All conversations and feedback on content are stored in one place.
"For gaming projects, it's pretty crucial to make sure everyone is synched up and working with the latest documents. Game design documents get tweaked and updated constantly and it would be a pain to dig through email attachments to make sure you are looking at the latest version," says Chris Olson, VP Digital Business.
"With Huddle, we can see what changes have been made to what files and by which members of the team and revert back to old versions if necessary. For our teams in Japan, spreadsheets are still the de facto tool of choice and they can sometimes get rather unwieldy so version control and tracking is particularly useful for these."

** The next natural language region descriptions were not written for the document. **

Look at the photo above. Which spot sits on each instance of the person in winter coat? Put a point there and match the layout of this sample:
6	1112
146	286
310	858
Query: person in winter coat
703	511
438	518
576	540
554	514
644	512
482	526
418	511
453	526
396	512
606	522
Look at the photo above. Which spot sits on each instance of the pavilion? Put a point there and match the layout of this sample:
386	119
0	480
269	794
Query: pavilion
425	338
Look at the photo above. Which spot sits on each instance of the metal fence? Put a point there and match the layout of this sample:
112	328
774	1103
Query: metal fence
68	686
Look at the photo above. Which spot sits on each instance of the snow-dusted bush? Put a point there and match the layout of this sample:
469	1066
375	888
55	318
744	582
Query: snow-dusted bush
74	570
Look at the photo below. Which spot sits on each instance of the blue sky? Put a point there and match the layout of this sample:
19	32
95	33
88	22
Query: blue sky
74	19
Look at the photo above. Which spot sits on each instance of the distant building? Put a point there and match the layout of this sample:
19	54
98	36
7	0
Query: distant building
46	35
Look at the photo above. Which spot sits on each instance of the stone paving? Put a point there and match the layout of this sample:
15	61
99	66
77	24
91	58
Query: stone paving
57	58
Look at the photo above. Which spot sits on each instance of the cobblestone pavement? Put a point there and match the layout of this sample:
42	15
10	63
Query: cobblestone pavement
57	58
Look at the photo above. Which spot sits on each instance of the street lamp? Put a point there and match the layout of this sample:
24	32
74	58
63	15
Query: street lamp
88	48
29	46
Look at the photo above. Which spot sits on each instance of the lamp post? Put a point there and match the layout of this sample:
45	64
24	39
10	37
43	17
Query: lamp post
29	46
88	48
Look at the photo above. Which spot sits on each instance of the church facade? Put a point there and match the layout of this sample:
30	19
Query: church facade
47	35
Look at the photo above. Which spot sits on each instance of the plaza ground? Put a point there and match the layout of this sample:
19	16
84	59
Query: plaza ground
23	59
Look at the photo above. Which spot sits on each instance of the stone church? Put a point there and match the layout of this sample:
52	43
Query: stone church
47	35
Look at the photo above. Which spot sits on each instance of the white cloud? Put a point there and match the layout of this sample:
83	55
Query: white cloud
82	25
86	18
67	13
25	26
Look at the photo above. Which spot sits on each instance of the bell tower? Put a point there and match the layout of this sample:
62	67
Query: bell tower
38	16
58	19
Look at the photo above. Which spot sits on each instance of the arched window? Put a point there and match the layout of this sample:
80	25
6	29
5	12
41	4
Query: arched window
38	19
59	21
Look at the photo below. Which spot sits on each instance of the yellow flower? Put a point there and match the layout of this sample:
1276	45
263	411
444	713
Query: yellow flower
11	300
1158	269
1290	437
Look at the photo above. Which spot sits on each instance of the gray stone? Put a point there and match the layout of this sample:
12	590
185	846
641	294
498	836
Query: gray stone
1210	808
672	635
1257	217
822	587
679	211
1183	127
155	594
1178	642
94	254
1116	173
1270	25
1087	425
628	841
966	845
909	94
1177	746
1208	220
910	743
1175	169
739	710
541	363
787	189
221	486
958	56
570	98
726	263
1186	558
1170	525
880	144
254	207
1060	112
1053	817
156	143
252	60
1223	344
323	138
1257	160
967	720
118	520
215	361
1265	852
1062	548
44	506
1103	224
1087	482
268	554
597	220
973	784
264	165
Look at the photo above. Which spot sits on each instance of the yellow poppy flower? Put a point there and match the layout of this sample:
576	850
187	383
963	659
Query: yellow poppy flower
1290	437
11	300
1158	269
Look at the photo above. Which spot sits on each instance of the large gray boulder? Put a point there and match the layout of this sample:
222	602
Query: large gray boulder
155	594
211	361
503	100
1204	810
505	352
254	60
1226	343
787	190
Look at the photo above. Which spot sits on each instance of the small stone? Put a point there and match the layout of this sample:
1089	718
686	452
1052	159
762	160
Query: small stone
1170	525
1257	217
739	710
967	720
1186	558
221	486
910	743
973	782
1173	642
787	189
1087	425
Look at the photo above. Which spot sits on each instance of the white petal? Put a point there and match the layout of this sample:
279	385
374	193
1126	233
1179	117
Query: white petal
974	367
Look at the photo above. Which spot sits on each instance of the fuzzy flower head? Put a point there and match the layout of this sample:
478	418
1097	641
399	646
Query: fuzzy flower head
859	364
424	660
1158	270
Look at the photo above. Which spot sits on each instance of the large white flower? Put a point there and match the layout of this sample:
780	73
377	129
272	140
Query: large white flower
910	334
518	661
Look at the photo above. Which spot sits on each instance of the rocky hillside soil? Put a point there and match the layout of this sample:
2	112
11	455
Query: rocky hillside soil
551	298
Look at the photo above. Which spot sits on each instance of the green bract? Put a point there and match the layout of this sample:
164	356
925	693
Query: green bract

Before adopting Huddle, the team relied on email, shared network drives and file transfer protocols to collaborate on projects.
"But when the game's producer is based in England and the marketing team for the same game is sitting in an office in California, everyone ends up drowning in emails and it soon becomes unwieldy," Olsen says.
"We've legacy systems, such as SharePoint, that are used elsewhere in the business, but we wanted something less complex and cumbersome and more innovative that enables us to get the job done and work effectively with people inside and outside of the firewall. We had also briefly considered Yammer (prior to Microsoft buying the company) and felt it was focused less on productivity versus being a social network for your company."